Vexed, Asia cited other excerpts from the text, but when her brother refused to be persuaded, she wearily suggested they move on to
Richard III
, where there could be no mistaking the true villain of the piece.

Next they turned to
The Merchant of Venice
, a remarkable portion of which Wilkes remembered from his school days, but when Asia encouraged him to take on
Romeo and Juliet
, he shook his head, dubious. “I could never be a nimble skip-about like Romeo. I'm too square and solid.”

“Study Mercutio, then,” Asia proposed, although she profoundly disagreed with her brother's assessment. Wilkes was limber and graceful, and he seemed to acquire more admirers among the fairer sex with each passing month. She could well imagine ladies filling theatres to watch him portray the tragic hero of a star-crossed romance.

But her enthusiasm for her scheme faltered when she came upon him practicing alone in the forest when he thought himself unobserved, shouting Shakespeare's masterfully crafted speeches, his phrasing all wrong, his emphases draining all sense and meaning from the lines. Whereas Edwin possessed an instinctive, intuitive grasp of Shakespeare's language, Wilkes seemed to understand it no better than he had as a schoolboy.

Wilkes required a master teacher to guide him if he ever hoped to become half the thespian their father had been. Asia's hubris shamed her. She possessed no more than a schoolgirl's comprehension of Shakespeare and an infrequent observer's understanding of the stage. How had she ever imagined herself capable of preparing Wilkes to take up their father's mantle?
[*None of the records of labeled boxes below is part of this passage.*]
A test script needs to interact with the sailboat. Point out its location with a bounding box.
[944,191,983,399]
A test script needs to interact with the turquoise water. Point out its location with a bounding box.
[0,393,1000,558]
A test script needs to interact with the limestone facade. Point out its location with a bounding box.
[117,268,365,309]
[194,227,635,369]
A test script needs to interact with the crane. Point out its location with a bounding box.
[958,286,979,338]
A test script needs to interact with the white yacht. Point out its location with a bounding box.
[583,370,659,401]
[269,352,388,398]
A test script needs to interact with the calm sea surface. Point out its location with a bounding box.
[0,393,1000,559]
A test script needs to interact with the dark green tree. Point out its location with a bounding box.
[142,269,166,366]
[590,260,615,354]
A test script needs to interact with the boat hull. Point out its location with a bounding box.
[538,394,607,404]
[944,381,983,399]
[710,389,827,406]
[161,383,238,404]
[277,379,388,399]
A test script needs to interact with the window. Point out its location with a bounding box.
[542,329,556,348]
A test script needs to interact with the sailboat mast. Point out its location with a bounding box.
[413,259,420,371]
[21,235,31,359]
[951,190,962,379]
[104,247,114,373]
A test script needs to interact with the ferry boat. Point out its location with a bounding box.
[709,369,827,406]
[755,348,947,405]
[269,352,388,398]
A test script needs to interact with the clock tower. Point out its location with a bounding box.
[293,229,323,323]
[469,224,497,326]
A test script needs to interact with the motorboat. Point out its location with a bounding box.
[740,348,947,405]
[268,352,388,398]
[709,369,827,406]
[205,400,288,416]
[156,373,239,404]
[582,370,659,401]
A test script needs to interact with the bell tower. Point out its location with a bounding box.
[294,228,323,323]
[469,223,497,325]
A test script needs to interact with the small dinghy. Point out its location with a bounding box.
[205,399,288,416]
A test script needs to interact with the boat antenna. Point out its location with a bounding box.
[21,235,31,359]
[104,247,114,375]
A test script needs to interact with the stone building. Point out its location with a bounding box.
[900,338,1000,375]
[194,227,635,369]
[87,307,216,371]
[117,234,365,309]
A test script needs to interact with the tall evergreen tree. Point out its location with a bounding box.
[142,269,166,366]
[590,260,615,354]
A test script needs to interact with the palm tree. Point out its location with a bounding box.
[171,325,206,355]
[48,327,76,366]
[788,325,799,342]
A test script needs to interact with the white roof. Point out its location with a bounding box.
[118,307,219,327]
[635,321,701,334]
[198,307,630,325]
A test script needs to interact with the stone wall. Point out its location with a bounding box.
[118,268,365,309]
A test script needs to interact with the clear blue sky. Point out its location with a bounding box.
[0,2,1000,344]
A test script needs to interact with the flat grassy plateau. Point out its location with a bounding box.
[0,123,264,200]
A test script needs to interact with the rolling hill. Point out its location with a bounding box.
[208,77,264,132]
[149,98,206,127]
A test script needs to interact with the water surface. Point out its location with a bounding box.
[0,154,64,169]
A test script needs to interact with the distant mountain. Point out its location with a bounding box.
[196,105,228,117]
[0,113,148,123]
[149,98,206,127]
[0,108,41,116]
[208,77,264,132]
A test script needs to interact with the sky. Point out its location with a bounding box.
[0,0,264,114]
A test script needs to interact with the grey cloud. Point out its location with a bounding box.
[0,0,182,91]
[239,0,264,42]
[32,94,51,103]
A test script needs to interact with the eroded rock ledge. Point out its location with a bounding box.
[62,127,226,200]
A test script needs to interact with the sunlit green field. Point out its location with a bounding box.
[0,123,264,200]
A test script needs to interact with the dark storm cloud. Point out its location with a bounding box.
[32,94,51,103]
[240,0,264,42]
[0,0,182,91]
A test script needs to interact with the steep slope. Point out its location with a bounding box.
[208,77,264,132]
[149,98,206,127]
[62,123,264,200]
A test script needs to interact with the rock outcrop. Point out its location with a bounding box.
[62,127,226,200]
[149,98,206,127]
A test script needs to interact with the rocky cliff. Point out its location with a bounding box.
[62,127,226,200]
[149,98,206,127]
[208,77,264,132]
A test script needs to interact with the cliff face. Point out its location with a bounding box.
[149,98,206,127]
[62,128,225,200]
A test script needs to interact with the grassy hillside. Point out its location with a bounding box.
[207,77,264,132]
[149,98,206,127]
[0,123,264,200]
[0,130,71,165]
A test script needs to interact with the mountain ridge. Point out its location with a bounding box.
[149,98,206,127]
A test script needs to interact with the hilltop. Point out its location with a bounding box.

Although she hid her increasing dismay, forcing smiles and offering constant encouragement, Wilkes gradually became aware of his
deficiencies. “What hope do I have of achieving success on the stage?” he lamented as they abandoned their books one afternoon in early spring to go riding through the pale green, rain-soaked forest. “Buried here, torturing the grain out of the ground for daily bread, what chance have I of ever studying elocution or declamation?”
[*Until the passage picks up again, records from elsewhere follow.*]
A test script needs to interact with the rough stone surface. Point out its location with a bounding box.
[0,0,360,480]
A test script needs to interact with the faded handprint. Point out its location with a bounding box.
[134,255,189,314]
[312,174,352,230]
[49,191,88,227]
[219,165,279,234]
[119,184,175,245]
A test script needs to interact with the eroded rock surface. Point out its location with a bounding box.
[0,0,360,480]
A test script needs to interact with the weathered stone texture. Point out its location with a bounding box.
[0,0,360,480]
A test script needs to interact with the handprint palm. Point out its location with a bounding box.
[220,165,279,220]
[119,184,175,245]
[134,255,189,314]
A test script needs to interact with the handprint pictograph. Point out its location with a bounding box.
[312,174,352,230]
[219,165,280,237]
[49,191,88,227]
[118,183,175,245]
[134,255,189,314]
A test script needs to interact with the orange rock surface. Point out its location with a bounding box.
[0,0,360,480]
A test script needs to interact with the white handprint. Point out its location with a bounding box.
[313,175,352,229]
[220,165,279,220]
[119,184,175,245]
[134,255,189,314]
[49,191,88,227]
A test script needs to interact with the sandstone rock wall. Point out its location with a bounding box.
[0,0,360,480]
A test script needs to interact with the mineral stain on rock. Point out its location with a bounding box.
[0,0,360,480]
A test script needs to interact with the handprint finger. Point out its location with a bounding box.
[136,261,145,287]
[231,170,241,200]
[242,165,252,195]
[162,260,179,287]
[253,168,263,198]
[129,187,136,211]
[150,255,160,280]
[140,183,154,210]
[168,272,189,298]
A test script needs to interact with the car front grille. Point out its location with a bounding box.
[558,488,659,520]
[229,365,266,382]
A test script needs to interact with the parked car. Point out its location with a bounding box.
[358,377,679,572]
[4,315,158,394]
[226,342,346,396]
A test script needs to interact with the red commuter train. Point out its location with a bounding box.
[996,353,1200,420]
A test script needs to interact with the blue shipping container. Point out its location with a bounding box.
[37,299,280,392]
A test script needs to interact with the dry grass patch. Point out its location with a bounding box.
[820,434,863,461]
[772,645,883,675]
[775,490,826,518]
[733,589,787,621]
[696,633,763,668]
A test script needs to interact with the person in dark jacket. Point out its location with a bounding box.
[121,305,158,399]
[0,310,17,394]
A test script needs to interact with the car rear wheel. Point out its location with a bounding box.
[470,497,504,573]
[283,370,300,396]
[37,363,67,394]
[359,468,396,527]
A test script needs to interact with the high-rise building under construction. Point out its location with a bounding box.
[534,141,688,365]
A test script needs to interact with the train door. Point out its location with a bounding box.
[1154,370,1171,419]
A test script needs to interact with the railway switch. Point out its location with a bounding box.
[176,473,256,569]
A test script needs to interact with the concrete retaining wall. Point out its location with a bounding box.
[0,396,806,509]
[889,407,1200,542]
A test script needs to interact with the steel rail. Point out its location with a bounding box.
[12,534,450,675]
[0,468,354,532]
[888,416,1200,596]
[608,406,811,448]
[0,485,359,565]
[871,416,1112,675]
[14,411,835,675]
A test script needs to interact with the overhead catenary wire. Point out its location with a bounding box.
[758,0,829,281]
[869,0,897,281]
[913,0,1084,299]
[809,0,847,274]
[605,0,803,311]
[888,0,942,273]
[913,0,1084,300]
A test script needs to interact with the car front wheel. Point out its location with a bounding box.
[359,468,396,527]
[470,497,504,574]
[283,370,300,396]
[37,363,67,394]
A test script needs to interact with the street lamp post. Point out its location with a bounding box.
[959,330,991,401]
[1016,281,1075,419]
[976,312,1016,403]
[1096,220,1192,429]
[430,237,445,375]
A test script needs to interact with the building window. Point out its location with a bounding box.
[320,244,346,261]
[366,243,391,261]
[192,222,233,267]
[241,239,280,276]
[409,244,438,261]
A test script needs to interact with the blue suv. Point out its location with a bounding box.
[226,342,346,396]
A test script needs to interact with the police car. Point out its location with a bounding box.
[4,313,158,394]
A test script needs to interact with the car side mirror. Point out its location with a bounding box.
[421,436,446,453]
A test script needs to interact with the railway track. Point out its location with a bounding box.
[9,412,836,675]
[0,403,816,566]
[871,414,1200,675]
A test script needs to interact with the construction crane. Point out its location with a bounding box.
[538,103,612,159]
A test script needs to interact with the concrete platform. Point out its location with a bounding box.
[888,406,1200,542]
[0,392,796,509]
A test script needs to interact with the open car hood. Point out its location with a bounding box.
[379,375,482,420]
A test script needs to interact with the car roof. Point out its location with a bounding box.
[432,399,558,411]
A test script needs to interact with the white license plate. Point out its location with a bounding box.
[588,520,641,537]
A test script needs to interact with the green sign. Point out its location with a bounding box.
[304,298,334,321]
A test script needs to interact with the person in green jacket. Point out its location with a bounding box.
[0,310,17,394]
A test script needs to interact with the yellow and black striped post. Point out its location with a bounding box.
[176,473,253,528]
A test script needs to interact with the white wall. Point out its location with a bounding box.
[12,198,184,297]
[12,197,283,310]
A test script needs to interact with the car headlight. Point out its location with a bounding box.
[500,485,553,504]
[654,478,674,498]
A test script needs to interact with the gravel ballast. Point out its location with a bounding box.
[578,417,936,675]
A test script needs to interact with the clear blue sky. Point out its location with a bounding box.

“We'll find a way,” she assured him. “Your voice is a beautiful instrument, with perfect music in it. You need only a master teacher to prune, cultivate, subdue, and encourage.”

“Oh, only that?” he retorted, disappointment and embarrassment giving that perfect instrument an edge. Earlier that day, a bundle of letters from Edwin had arrived all the way from the South Pacific, where he had gone on tour with the renowned British actress Laura Keene. He had performed to great acclaim for British colonists in Sydney, Australia, and for King Kamehameha IV in the lovely island village of Honolulu. Theatre critics around the world hailed him in glowing reviews as a worthy successor to the great tragedian Junius Brutus Booth, dismissing June with faint praise and disregarding his other children entirely.

It was not in Wilkes's nature to endure being overshadowed by any man, even a beloved brother. Mother had been unable to hire a tenant farmer in the spring, and all summer, while Joe Hall and the hired hands attempted to raise crops in their increasingly unproductive fields, Wilkes kept to his studies, redoubling his efforts to master Shakespeare's soliloquies, the art of costumes and makeup, stage fighting, and dancing.

One afternoon in the middle of August, Asia was gathering mayapples and dewberries in a shady grove when she heard horse hooves upon the road, announcing Wilkes's return from a brief visit to Baltimore. Wilkes's smile gladdened her heart as he approached, brought the gleaming black stallion to a halt, and swiftly dismounted. “Well, Mother Bunch, guess what I've done,” he crowed. “I made my first appearance on the stage yesterday evening, one night only, but with my name in great capitals on the playbill.”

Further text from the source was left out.